The Board of Trustees voted unanimously on Friday to name the school the Jim Moran School of Entrepreneurship. University president John Thrasher called the gift "a transformational moment" for the university.

According to the Chronicle of Higher Education, it is the largest gift to a public university in Florida and is tied for the highest in the state. The University of Miami received a $100 million gift from the late Leonard M. Miller in 2004. Last year the University of Florida received a $75 million pledge from Al Warrington IV and Judy Warrington.

Tom Jennings, the vice president of university advancement, said the previous largest gift to FSU was a $30 million pledge in 2006.

"We see this as an expanding opportunity for the whole campus and beyond," Thrasher said. "It sends a signal to a lot of people across the country that the university is on the move. These are significant programs."

Normally donors have to have paid 50 percent of their donation figure before naming rights were considered along with a pledge period of seven years or less. Due to the magnitude of this gift, the Board of Campus Names approved the request and then forwarded it to the Board of Trustees. Jim Moran passed away in 2007. He never attended college but started donating to the university in 1995.

The school's administrative offices and the Moran Institute will be based in downtown Tallahassee. It is scheduled to launch on Aug. 8, 2018, on what would have been Moran's 100th birthday.

Said Jan Moran in a statement: "With this gift, we forever secure the legacy of Jim Moran and his passion for supporting entrepreneurism so that current and future generations will have the knowledge and skills they need to be successful."

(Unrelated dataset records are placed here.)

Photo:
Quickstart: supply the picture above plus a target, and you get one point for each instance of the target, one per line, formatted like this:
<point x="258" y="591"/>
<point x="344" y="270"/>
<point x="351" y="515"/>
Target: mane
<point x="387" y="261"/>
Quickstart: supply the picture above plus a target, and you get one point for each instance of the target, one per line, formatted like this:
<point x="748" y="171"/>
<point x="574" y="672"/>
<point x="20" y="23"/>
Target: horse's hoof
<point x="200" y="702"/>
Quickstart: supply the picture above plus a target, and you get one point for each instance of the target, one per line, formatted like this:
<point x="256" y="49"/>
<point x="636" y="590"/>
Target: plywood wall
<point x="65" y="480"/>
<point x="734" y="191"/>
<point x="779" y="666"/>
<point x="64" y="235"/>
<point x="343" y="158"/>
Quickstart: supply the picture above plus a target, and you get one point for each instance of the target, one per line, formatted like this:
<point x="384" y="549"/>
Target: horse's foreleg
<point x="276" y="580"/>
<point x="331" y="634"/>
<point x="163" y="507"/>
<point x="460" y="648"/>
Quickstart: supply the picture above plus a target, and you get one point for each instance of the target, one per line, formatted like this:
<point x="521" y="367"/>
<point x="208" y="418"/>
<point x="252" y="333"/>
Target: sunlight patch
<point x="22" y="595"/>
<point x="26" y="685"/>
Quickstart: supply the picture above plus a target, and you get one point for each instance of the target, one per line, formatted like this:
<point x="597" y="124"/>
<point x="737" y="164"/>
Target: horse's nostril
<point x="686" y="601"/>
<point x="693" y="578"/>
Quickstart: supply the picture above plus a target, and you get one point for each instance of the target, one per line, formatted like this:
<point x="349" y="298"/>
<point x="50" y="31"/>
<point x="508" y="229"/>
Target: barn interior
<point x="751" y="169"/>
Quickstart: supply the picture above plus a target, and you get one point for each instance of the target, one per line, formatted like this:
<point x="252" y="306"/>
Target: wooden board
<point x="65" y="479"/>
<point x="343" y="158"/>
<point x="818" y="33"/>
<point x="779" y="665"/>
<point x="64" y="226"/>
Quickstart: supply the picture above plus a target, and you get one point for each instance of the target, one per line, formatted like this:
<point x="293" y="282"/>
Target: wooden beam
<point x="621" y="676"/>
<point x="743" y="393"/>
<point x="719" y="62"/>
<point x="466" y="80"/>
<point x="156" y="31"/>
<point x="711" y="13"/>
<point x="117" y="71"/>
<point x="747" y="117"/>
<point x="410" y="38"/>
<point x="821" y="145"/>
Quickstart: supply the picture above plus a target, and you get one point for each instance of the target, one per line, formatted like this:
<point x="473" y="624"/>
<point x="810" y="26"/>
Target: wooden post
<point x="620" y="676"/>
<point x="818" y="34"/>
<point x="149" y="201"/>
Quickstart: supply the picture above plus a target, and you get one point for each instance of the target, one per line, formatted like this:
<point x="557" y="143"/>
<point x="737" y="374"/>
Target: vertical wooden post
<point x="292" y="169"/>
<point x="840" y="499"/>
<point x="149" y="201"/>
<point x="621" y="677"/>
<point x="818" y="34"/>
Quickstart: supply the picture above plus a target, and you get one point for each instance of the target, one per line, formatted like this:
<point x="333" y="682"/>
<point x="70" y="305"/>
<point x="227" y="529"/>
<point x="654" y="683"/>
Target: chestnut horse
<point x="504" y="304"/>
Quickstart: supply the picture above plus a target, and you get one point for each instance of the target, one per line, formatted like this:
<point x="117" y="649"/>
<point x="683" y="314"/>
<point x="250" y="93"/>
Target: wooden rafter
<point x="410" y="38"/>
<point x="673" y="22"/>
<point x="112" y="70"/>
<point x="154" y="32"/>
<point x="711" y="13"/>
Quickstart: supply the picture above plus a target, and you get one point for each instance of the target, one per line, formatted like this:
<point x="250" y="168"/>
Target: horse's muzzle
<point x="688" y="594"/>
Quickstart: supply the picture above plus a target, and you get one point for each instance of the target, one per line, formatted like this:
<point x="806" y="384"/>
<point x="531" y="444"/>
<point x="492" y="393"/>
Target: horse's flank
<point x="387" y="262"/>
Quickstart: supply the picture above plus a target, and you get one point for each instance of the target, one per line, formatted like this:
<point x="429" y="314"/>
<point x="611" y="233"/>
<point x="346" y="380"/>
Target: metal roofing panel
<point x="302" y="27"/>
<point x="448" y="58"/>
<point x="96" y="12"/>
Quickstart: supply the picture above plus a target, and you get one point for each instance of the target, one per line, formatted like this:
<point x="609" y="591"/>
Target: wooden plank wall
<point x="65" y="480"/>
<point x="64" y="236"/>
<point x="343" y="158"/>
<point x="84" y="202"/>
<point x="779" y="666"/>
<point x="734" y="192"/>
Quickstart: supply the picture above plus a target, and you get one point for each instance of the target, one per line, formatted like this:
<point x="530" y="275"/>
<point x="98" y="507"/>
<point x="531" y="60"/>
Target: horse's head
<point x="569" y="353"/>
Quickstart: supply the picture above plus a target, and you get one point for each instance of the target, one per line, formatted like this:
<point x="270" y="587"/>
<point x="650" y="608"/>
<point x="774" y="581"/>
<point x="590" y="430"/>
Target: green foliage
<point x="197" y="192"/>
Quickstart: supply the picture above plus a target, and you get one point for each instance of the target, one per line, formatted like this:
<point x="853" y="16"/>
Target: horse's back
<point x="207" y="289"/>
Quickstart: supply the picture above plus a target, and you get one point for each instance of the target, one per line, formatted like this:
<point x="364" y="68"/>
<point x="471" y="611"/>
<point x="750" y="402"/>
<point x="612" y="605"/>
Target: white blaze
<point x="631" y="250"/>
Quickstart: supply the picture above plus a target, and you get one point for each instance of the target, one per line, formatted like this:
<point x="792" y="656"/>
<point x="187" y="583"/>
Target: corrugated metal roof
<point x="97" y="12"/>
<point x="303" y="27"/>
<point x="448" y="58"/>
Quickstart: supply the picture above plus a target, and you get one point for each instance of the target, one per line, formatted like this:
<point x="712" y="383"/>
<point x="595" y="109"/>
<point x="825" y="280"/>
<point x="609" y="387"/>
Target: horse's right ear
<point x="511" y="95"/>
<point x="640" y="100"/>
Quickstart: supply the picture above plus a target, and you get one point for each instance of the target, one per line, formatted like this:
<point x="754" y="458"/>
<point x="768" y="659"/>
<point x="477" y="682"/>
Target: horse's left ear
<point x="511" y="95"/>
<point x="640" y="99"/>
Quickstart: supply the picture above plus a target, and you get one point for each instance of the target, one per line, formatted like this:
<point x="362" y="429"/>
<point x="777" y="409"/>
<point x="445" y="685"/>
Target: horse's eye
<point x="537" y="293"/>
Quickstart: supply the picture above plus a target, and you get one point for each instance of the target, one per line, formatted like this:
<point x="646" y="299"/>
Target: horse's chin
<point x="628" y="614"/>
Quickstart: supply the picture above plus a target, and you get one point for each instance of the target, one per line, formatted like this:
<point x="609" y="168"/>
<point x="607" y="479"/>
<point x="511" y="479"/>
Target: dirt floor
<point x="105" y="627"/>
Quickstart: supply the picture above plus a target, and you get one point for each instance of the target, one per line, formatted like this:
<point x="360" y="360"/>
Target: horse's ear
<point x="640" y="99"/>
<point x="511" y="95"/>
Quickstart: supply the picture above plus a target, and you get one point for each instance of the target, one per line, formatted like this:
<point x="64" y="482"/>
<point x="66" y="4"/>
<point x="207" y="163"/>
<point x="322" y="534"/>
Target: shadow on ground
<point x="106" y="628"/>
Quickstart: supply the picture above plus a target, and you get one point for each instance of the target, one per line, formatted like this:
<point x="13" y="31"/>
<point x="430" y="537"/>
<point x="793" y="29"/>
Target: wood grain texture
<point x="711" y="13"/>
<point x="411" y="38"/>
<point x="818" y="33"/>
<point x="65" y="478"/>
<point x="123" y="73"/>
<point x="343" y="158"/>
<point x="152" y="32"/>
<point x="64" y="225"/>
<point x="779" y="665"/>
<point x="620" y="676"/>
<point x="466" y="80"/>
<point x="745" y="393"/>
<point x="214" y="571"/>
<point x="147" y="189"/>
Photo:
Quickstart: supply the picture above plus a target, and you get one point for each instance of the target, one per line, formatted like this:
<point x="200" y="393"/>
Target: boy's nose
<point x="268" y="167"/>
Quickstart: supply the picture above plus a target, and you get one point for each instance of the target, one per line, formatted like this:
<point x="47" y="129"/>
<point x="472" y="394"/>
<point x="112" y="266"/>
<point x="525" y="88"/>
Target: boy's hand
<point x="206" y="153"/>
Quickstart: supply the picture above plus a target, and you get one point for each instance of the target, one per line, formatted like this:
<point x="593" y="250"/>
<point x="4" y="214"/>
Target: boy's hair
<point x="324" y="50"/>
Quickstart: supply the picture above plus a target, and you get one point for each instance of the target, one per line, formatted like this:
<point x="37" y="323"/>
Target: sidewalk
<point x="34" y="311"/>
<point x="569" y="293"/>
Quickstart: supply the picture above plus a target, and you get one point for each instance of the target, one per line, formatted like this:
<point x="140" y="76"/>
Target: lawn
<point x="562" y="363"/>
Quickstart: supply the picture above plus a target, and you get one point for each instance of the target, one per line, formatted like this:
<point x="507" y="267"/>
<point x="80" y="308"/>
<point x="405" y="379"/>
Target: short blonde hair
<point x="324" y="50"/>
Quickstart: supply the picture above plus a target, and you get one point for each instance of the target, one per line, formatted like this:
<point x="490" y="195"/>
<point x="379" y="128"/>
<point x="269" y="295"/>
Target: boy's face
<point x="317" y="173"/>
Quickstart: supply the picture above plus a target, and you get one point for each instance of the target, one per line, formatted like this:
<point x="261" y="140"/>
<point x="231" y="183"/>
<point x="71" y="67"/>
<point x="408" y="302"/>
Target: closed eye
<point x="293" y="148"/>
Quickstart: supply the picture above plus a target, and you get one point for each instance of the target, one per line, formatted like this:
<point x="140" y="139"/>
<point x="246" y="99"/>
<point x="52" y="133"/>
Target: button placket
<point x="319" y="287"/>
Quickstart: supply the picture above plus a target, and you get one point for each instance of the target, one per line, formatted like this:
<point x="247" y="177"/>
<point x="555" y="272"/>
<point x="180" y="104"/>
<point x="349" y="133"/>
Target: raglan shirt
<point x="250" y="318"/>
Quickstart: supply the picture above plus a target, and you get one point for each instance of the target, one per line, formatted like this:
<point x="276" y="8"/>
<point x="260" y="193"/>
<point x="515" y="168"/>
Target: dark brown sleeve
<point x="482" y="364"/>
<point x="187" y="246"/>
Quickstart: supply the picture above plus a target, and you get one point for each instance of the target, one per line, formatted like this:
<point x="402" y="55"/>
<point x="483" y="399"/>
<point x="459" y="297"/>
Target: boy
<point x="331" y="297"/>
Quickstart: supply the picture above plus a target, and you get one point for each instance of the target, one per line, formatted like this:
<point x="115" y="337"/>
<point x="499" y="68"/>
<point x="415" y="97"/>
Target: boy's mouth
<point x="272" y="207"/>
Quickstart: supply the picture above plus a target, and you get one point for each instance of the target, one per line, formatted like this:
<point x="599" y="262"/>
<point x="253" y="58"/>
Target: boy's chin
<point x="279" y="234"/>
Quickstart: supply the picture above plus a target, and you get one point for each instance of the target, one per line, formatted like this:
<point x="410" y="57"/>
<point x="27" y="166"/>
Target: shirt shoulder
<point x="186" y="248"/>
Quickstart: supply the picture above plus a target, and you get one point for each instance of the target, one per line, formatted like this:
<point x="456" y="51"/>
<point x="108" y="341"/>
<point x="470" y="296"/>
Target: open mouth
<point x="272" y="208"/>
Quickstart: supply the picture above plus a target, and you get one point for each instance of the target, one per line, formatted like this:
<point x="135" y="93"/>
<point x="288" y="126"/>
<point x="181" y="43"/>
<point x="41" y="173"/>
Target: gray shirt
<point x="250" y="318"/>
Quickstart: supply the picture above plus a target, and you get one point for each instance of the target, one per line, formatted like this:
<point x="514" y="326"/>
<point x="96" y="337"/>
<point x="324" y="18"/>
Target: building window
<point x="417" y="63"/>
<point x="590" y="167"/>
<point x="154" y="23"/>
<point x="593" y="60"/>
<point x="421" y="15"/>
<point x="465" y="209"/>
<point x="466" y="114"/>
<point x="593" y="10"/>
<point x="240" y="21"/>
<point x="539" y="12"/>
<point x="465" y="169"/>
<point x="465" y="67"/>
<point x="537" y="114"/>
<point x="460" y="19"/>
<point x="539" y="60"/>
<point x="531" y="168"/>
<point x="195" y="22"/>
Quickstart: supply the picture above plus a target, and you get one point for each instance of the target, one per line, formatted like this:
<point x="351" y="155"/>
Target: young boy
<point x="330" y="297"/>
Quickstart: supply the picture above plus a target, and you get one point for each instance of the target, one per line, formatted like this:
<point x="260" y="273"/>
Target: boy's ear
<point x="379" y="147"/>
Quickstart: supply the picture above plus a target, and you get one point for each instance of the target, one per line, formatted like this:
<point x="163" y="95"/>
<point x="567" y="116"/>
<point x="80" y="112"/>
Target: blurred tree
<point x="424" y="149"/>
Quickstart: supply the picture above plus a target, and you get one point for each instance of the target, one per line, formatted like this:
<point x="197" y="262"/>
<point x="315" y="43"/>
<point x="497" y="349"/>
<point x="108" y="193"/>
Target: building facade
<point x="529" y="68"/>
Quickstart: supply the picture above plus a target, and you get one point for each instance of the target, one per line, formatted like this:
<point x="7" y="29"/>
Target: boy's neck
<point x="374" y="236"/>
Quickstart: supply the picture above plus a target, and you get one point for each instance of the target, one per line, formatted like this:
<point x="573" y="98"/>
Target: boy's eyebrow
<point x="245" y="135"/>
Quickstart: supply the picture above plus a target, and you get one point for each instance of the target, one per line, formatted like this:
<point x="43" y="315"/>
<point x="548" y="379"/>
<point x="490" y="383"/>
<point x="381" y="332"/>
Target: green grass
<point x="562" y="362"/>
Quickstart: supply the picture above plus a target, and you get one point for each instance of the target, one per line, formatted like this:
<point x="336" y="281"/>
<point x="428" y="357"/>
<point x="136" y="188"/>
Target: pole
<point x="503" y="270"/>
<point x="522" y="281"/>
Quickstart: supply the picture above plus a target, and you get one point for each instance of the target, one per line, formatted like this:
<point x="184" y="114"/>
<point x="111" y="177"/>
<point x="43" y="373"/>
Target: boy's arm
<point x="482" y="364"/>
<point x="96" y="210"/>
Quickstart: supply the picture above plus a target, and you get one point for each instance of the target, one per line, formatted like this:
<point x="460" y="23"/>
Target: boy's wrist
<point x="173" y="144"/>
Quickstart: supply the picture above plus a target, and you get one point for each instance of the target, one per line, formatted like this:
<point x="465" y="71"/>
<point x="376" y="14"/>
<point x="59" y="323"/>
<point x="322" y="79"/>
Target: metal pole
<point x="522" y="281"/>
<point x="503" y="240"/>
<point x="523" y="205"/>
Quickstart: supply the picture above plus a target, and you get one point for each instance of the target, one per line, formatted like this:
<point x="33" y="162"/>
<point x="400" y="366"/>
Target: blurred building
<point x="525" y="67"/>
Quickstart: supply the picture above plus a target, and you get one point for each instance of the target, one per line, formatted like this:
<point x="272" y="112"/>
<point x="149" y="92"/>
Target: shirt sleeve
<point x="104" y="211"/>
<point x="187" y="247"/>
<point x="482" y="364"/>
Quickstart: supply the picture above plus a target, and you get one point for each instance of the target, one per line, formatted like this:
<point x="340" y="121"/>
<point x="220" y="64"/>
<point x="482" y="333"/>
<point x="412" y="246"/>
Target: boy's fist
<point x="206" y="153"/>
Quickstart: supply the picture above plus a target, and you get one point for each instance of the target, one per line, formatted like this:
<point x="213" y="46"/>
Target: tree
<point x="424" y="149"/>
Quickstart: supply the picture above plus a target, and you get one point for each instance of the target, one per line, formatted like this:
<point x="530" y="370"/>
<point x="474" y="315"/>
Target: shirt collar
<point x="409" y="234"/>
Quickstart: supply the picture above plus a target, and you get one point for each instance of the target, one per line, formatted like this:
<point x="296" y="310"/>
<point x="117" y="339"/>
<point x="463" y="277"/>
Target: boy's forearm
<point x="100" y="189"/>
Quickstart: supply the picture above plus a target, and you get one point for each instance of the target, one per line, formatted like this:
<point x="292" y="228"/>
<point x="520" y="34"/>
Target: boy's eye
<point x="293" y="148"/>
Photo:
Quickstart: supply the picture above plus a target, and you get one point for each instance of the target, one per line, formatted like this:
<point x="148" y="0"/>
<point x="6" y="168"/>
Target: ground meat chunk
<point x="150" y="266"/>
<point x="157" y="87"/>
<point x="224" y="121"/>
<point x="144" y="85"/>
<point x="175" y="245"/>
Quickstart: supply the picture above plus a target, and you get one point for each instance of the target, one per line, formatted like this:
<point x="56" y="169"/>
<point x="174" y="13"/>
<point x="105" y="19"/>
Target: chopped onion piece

Florida State offers an undergraduate major and minor in entrepreneurship through its College of Business. The Moran School of Entrepreneurship will offer Bachelor of Arts and Science degrees as well as a redesigned minor. The curriculum will be organized across five major focal areas: Arts and Humanities, STEM (Science Technology Engineering and Mathematics), Business, Allied Health and Applied (law, education, criminology and social work).

"This school is the first of its kind at a university of this size," said Michael Hartline, who is the interim dean for the College of Business. "No one does it on the magnitude that we are going to do it or offer the curriculum side with the outreach in the community side and pull it together. You have students working on projects but they have this great legion of other entrepreneurs."

As part of the deal signed on Tuesday, Jan Moran and the Jim Moran Foundation will not have any role in deciding course offerings or hiring faculty. Florida State came under fire in 2011 after an agreement with the Charles Koch Foundation became public where the foundation was allowed to determine faculty positions in economics.

"The Morans have not insisted on any kind of involvement with the course, discussions or content," Jennings said. "This will be faculty driven. Nothing in this agreement has even suggested that the Morans want to dictate that. Developed by faculty with provost insight."